Eve dönerken yolda komiklikler yapıp durdum kızıma. Onun katılarak gülmesi beni de güldürdüğü için, o daha da güldü, ben de o güldükçe güldüm. (Eskiden canım dedemin bir kahkaha makinası vardı. Düğmesine basınca bir adam komik bir ses tonuyla gülmeye başlardı. Bir süre sonra dayanamayıp biz de gülmeye başlardık. Harika bir aletti gerçekten. İşte aynı hesap bizimki de…)

En sonunda çatlak sesiye, “Anneeeee, çok komiksin! Gülmem bitmiyoooo, durduramıyorummmm” dedi. İyice gülmeye başladık bu cümle üzerine. Benim için ondan gelecek en güzel iltifatlardan biri “komik anne”. Asla ciddi bir anne olarak anılmak istemem zira.
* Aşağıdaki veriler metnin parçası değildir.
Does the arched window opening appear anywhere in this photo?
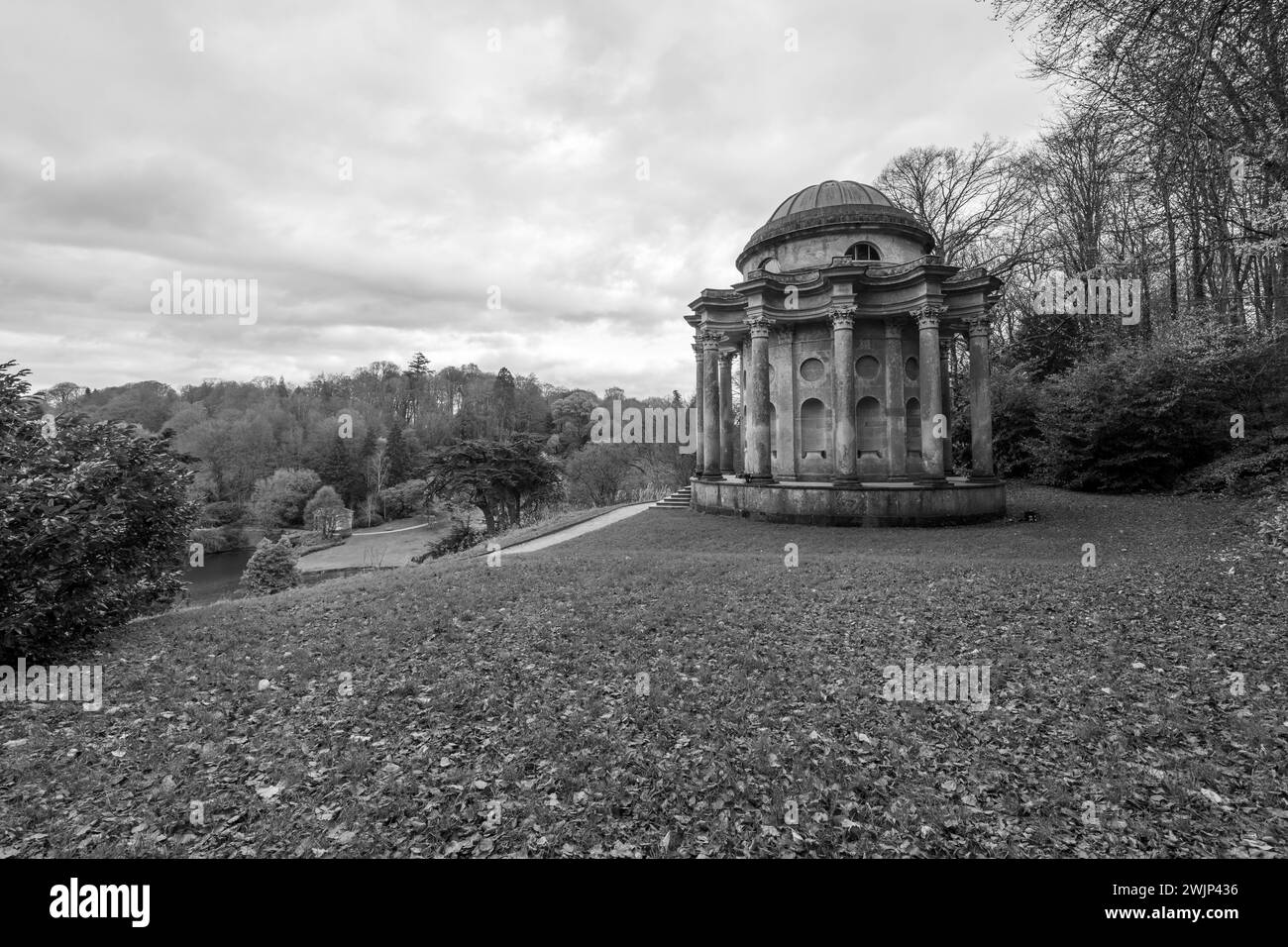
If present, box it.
[845,241,881,261]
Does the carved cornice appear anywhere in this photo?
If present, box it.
[742,316,774,339]
[910,304,948,329]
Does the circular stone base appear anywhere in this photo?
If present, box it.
[691,476,1006,526]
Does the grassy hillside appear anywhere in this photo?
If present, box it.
[0,489,1288,857]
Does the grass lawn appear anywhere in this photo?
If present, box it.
[0,488,1288,857]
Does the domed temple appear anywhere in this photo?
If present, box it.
[686,180,1006,526]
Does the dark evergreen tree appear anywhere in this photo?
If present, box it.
[385,424,412,487]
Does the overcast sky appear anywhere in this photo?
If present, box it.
[0,0,1051,395]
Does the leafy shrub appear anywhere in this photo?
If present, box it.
[241,539,300,595]
[378,480,425,519]
[1181,441,1288,493]
[188,528,233,556]
[353,501,385,530]
[201,501,245,526]
[0,362,197,656]
[984,366,1042,476]
[304,487,345,536]
[412,519,484,563]
[250,468,322,527]
[1037,346,1229,492]
[1257,502,1288,556]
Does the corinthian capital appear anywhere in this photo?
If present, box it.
[697,326,724,352]
[742,316,774,339]
[828,305,857,333]
[910,305,948,329]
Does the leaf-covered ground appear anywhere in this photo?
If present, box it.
[0,488,1288,857]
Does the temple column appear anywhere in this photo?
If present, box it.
[969,316,995,480]
[693,342,702,476]
[702,330,722,480]
[832,307,859,484]
[718,351,734,474]
[738,345,751,476]
[885,317,909,480]
[912,305,948,483]
[939,329,953,474]
[746,316,774,483]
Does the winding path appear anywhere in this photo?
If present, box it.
[501,500,653,556]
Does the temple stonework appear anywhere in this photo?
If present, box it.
[686,180,1006,526]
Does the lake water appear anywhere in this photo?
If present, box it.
[183,549,369,605]
[183,549,255,605]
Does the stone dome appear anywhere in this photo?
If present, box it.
[767,180,894,223]
[735,180,934,275]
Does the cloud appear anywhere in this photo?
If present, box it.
[0,0,1048,394]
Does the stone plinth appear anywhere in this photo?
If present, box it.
[691,476,1006,526]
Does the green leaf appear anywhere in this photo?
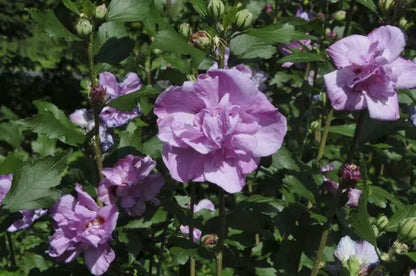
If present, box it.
[107,0,152,22]
[2,150,72,212]
[272,147,299,171]
[62,0,81,14]
[277,51,326,63]
[151,30,206,67]
[385,204,416,232]
[27,9,82,41]
[247,23,316,43]
[191,0,208,16]
[20,101,85,146]
[230,34,277,59]
[108,85,160,112]
[357,0,378,14]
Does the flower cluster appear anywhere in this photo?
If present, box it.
[154,68,286,193]
[49,184,118,275]
[98,155,164,216]
[324,26,416,120]
[179,199,215,242]
[69,72,142,151]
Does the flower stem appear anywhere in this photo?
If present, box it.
[216,187,225,276]
[6,231,16,270]
[88,33,104,181]
[316,109,334,162]
[188,182,196,276]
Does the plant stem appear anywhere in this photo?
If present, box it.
[316,109,334,162]
[188,182,196,276]
[216,187,225,276]
[6,231,16,270]
[88,33,104,180]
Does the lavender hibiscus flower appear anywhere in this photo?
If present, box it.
[98,155,164,216]
[154,68,287,193]
[324,26,416,120]
[334,236,379,275]
[179,199,215,242]
[49,184,118,275]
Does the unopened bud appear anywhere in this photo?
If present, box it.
[179,23,192,39]
[75,18,92,36]
[333,11,346,21]
[398,217,416,242]
[95,4,107,19]
[90,85,106,104]
[190,31,211,50]
[201,234,218,248]
[376,216,389,231]
[235,9,253,29]
[338,163,361,187]
[207,0,225,19]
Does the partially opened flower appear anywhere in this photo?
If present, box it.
[154,68,286,193]
[324,26,416,120]
[179,199,215,242]
[98,155,164,216]
[49,184,118,275]
[334,236,379,275]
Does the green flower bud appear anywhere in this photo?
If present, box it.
[179,23,192,39]
[95,4,107,19]
[398,217,416,242]
[75,18,92,36]
[207,0,225,19]
[190,31,211,50]
[235,9,253,29]
[333,11,346,21]
[376,216,389,231]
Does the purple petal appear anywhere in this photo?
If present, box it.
[84,244,116,275]
[328,35,370,68]
[367,26,407,62]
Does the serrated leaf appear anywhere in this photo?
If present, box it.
[2,150,72,212]
[107,0,151,22]
[108,85,160,112]
[247,23,316,43]
[27,9,82,41]
[277,51,326,63]
[62,0,80,14]
[21,101,85,146]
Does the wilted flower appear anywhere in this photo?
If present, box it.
[154,68,286,193]
[334,236,379,275]
[324,26,416,120]
[98,155,164,216]
[7,209,48,232]
[49,184,118,275]
[179,199,215,242]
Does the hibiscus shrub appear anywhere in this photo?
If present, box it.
[0,0,416,276]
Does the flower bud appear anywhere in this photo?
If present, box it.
[190,31,211,50]
[376,216,389,231]
[75,18,92,36]
[333,11,346,21]
[398,217,416,242]
[207,0,225,19]
[90,85,106,104]
[338,163,361,186]
[179,23,192,39]
[235,9,253,29]
[95,4,107,19]
[201,234,218,248]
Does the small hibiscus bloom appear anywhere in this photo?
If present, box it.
[334,236,379,275]
[324,26,416,121]
[98,155,164,216]
[49,184,118,275]
[154,68,287,193]
[179,199,215,242]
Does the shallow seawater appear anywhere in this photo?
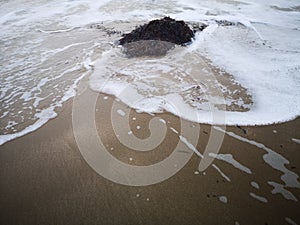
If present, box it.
[0,0,300,144]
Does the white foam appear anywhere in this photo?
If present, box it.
[249,192,268,203]
[292,138,300,144]
[219,196,228,204]
[284,217,297,225]
[214,126,300,188]
[117,109,126,117]
[251,181,259,189]
[208,153,252,174]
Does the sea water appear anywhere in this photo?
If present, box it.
[0,0,300,144]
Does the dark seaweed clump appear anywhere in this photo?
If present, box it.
[119,17,195,45]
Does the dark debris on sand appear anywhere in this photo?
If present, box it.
[120,17,194,45]
[119,17,206,57]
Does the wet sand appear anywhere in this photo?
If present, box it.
[0,87,300,225]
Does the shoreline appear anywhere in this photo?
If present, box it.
[0,90,300,224]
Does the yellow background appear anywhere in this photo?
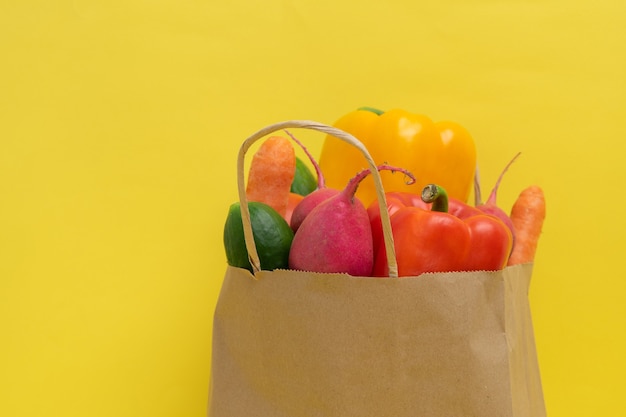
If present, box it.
[0,0,626,417]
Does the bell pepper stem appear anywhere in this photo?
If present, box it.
[357,106,384,116]
[422,184,448,213]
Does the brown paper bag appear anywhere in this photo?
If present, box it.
[208,122,546,417]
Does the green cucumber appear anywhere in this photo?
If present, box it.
[224,202,293,272]
[290,157,317,195]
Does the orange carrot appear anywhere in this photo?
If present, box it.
[508,185,546,265]
[246,136,296,217]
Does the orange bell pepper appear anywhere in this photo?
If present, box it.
[368,184,513,277]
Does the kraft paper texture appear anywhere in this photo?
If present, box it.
[208,264,546,417]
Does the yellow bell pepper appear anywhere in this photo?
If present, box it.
[319,108,476,206]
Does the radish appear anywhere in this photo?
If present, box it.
[474,152,521,246]
[289,165,415,276]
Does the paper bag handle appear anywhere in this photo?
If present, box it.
[237,120,398,278]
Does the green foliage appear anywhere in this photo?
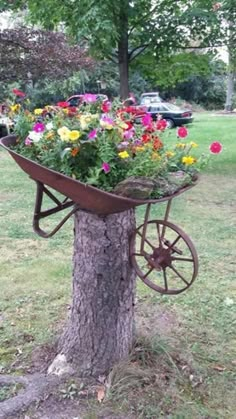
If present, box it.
[1,0,223,70]
[9,94,205,191]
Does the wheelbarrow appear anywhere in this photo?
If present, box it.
[0,136,198,294]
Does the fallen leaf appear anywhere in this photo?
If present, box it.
[97,386,105,403]
[213,365,226,372]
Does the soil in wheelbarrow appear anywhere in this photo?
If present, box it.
[113,170,197,199]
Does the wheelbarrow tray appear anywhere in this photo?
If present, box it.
[0,135,196,215]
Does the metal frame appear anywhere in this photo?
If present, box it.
[33,180,79,239]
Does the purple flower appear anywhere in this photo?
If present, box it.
[123,129,134,140]
[142,113,152,127]
[88,129,97,140]
[83,93,97,103]
[102,162,111,173]
[117,141,129,150]
[25,137,32,146]
[33,122,45,132]
[134,138,143,146]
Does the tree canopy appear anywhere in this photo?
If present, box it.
[0,0,222,97]
[0,27,94,82]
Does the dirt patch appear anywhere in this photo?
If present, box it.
[135,302,181,338]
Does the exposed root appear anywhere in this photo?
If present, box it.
[0,374,68,419]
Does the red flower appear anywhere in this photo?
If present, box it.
[153,137,163,150]
[141,134,151,144]
[157,119,167,131]
[67,106,77,117]
[142,113,152,127]
[57,102,70,108]
[209,141,223,154]
[101,100,111,113]
[12,89,26,97]
[177,127,188,138]
[124,121,133,131]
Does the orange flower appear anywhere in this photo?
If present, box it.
[46,131,54,140]
[141,134,151,144]
[153,137,163,150]
[70,147,79,157]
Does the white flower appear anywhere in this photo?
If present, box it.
[46,122,53,131]
[28,131,43,143]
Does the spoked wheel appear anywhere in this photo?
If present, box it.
[130,220,198,294]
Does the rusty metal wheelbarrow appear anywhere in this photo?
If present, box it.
[0,136,198,294]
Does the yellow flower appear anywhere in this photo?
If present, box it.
[135,146,145,151]
[46,131,55,140]
[69,130,81,141]
[57,126,70,141]
[182,156,197,166]
[118,151,129,159]
[166,151,175,158]
[100,119,113,130]
[34,108,43,115]
[116,119,128,129]
[10,103,21,112]
[152,151,161,160]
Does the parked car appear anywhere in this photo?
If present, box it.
[140,92,163,106]
[66,94,108,107]
[147,102,193,128]
[0,114,14,138]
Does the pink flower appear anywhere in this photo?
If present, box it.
[88,129,97,140]
[209,141,223,154]
[57,102,70,108]
[102,162,111,173]
[25,137,32,146]
[12,89,26,97]
[142,113,152,127]
[177,127,188,138]
[33,122,45,132]
[82,93,97,103]
[123,129,134,140]
[101,100,111,113]
[157,119,167,131]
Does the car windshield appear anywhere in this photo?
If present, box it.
[163,103,181,112]
[140,95,161,105]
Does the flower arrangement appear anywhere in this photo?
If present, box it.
[8,94,222,198]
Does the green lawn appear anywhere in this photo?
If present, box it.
[0,113,236,419]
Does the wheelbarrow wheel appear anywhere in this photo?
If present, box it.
[130,220,198,294]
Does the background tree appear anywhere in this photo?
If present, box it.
[0,0,221,98]
[0,27,94,85]
[213,0,236,111]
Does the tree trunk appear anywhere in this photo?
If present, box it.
[225,70,235,112]
[118,0,129,100]
[51,210,135,377]
[225,27,236,112]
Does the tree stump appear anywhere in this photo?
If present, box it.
[49,210,135,377]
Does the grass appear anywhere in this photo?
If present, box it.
[0,114,236,419]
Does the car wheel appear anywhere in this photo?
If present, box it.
[165,118,175,129]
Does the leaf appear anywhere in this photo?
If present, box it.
[213,365,226,372]
[97,386,105,403]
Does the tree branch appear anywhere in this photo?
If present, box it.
[128,44,150,62]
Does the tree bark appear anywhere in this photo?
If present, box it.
[118,0,129,100]
[225,69,236,112]
[54,210,135,377]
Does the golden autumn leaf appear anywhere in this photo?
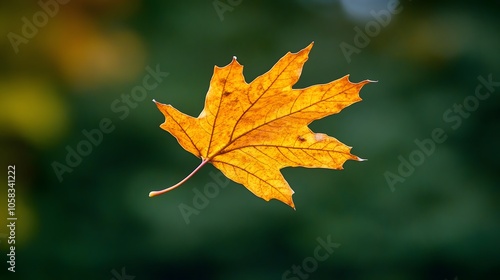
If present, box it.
[149,43,370,209]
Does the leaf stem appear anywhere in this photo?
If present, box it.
[149,159,209,197]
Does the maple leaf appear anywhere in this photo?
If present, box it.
[149,43,371,209]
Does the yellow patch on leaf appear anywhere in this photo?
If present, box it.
[150,43,370,209]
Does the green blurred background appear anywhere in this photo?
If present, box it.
[0,0,500,280]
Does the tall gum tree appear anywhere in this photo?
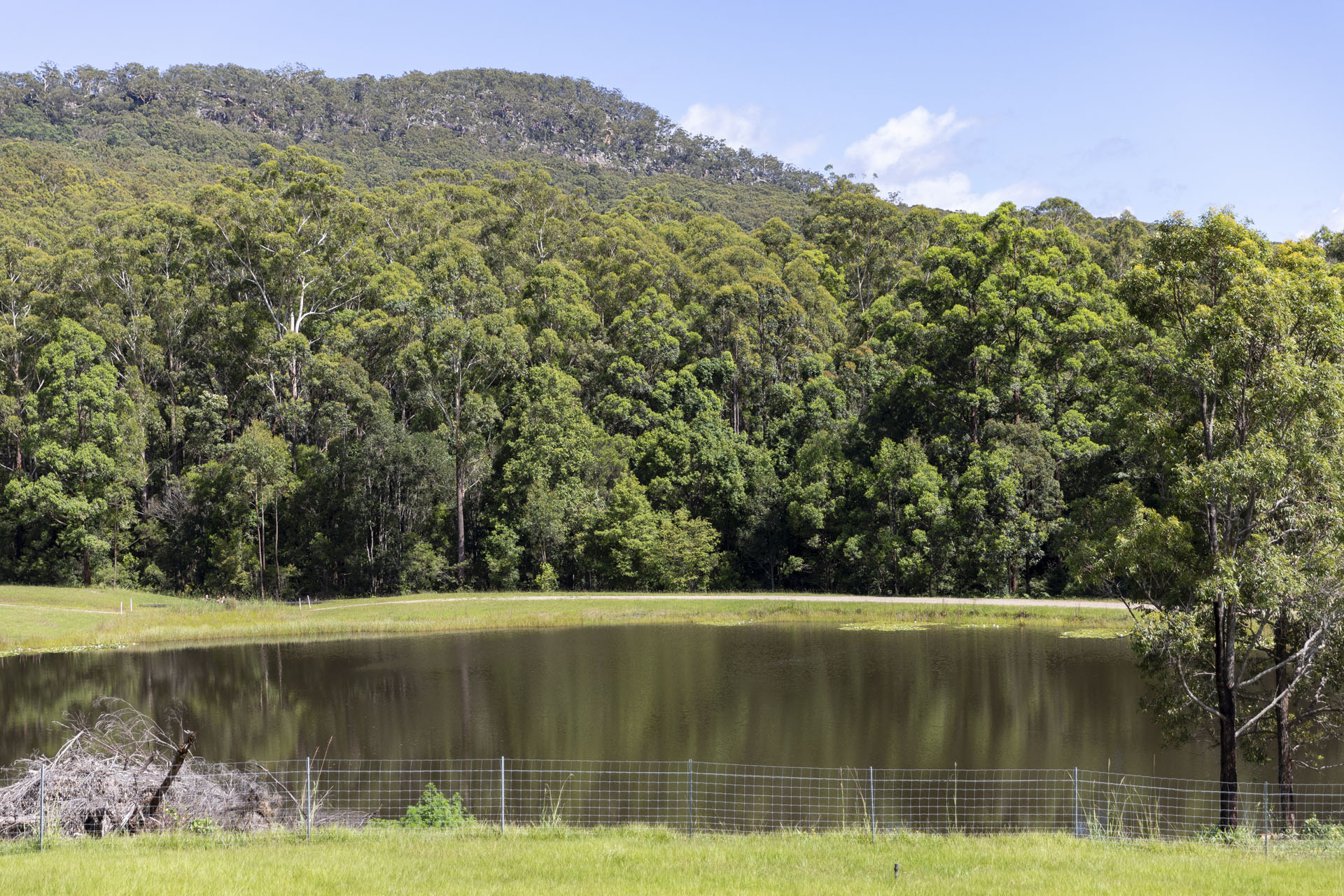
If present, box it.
[1084,209,1344,829]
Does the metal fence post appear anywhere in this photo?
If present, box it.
[1265,780,1268,857]
[685,759,695,837]
[868,766,878,842]
[1074,766,1084,837]
[38,764,47,849]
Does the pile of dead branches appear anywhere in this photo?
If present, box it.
[0,699,300,838]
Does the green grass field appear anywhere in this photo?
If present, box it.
[0,830,1344,896]
[0,586,1130,654]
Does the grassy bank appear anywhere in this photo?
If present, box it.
[0,830,1344,896]
[0,586,1129,654]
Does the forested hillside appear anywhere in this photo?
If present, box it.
[0,64,820,227]
[0,66,1344,598]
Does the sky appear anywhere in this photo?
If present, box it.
[0,0,1344,239]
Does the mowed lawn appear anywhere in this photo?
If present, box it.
[0,830,1344,896]
[0,586,1130,654]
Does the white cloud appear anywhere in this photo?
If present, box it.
[900,171,1050,215]
[678,102,764,149]
[844,106,1050,214]
[844,106,974,176]
[1325,193,1344,230]
[678,102,822,162]
[1293,193,1344,239]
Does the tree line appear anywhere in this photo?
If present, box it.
[0,146,1344,823]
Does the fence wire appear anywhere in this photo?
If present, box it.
[0,757,1344,850]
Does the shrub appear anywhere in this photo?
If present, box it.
[370,785,476,829]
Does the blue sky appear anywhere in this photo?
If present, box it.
[0,0,1344,239]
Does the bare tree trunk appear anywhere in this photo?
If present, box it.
[1274,607,1297,830]
[1214,599,1236,830]
[272,496,284,601]
[453,390,466,589]
[257,501,266,601]
[129,731,196,833]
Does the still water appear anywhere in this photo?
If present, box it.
[0,624,1306,778]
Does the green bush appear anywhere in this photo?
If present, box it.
[370,785,476,829]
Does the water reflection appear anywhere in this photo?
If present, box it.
[0,626,1322,776]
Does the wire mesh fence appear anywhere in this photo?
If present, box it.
[0,757,1344,850]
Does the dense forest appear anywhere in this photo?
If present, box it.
[0,136,1166,596]
[0,59,1344,826]
[0,64,820,228]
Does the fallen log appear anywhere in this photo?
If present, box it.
[126,731,196,833]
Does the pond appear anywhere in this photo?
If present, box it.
[0,624,1327,778]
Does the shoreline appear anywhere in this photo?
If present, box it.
[0,586,1133,657]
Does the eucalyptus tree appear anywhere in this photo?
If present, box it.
[195,145,379,406]
[1082,211,1344,827]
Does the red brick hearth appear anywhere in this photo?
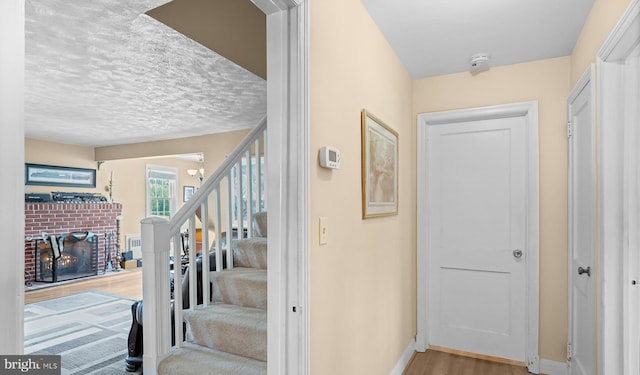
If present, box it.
[24,203,122,281]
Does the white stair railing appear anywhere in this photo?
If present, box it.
[141,117,267,375]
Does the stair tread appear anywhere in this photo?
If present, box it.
[210,267,267,309]
[184,304,267,361]
[231,237,267,269]
[158,343,267,375]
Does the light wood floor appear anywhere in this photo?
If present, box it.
[403,350,529,375]
[24,268,142,304]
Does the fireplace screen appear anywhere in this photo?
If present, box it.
[35,232,98,283]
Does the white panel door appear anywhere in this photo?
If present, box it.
[568,69,597,375]
[427,117,528,362]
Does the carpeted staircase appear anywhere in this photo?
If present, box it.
[158,226,267,375]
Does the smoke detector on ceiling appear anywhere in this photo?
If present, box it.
[471,53,489,72]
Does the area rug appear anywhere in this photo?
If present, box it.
[24,290,139,375]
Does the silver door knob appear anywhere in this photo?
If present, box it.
[578,266,591,277]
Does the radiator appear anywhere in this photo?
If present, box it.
[125,233,142,259]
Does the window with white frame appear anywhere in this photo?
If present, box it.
[146,164,178,219]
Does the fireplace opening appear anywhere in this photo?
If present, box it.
[35,232,98,283]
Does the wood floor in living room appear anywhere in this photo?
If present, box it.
[24,268,142,304]
[403,350,528,375]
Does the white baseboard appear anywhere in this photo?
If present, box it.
[540,359,569,375]
[389,340,416,375]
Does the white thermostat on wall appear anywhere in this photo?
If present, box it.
[320,146,340,169]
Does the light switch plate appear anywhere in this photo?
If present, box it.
[318,217,329,245]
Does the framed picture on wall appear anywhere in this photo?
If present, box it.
[361,109,398,219]
[24,164,96,188]
[182,186,196,202]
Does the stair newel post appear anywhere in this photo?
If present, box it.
[241,147,253,238]
[214,189,222,272]
[188,215,198,310]
[140,217,171,375]
[258,129,269,211]
[171,233,184,348]
[200,197,211,306]
[227,174,234,269]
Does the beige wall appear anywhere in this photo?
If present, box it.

İşte böyle sevgili dostlar. Evimize yorgun ama mutlu bir şekilde gelme, banyo, azıcık Monopoly (Metecim tekrar çok teşekkürler), kitap ve uyku. İşte günün sonu…

Ve bir okuma günü daha böyle bitti.

Perşembe yine oradayız, bekleriz 🙂

One Comment

  1. Sevgili Defnecim,
    Yazını okuyunca Mete'yle de paylaştım ve müjdeyi verdim.
    "Metecim artık Maya da monopoly oynamayı öğrenmiş ve akşamları annesiyle oynuyormuş." dedim. O da "Yani Maya bize geldiğinde ikimiz oynayabileceğiz yaşasınnn" diyerek sevincini dile getirdi.
    Bu arada Maya konusu açılınca sizde yapmış olduğu ve unuttuğu cam boyama kavanoz aklına geldi. Çok uzun zaman geçtiğini ve ne zaman alacağımızı söyleyip durdu. Bu da demek oluyor ki en kısa zamanda ayarlayıp buluşmamız gerekiyor:)
    Biz çok istememize rağmen prş günleri okuma saatine yetişemiyoruz. İlk başlarda ağlaya ağlaya gittiği, hatta gitmemek için çeşitli hastalık numaraları yaptığı, sürünerek gittiği okulundan şimdi de kopamıyor. Her gün saat 16:00 civarı almaya gittiğimde "Ben daha boya yapıyordum, neden erken geldin?" diye bir de fırça atıyor:)) Tabi bizim okuldan çıkmamız 16:30'a yaklaştığı için yetişemiyoruz. Ama umudumu yitirmedim, inşallah bir hafta ayarlayıp geleceğiz. Zaten Mete'nin bir kere geldikten sonra bir daha ne zaman gideceğimizi soracağından eminim.
    En kısa zamanda görüşmek üzere; Maya'ya kocaman öpücükler, sevgiler.